Layout - If you have placed a ground plane in the middle layer, be sure to place a small impedance path to reduce the risk of interference from any power circuit and help protect your control signal. You can follow the same guidelines to separate digital and analog grounding.

Coupling - In order to reduce the capacitive coupling of the large ground plane and its upper and lower wiring, try to pass through the analog ground only through the analog signal wire.

Example of component isolation (digital and analog)

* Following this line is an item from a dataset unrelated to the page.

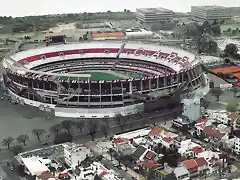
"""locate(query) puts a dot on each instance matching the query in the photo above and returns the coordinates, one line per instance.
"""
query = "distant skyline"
(41, 7)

Fourth, solve the heat problem

Have you ever experienced circuit performance degradation or even circuit board damage due to heat dissipation problems? Because heat dissipation is not considered, many problems perplex many designers. Here are some guidelines to help solve cooling problems:

Identify problematic components

The first step is to start to consider which components on the circuit board have the most heat dissipation. This can be achieved by first finding the "thermal resistance" rating in the device's data book, and then transferring the generated heat according to the recommended guidelines. Of course, radiators and cooling fans can be added to keep the temperature of components down, and remember to keep key components away from any high heat source.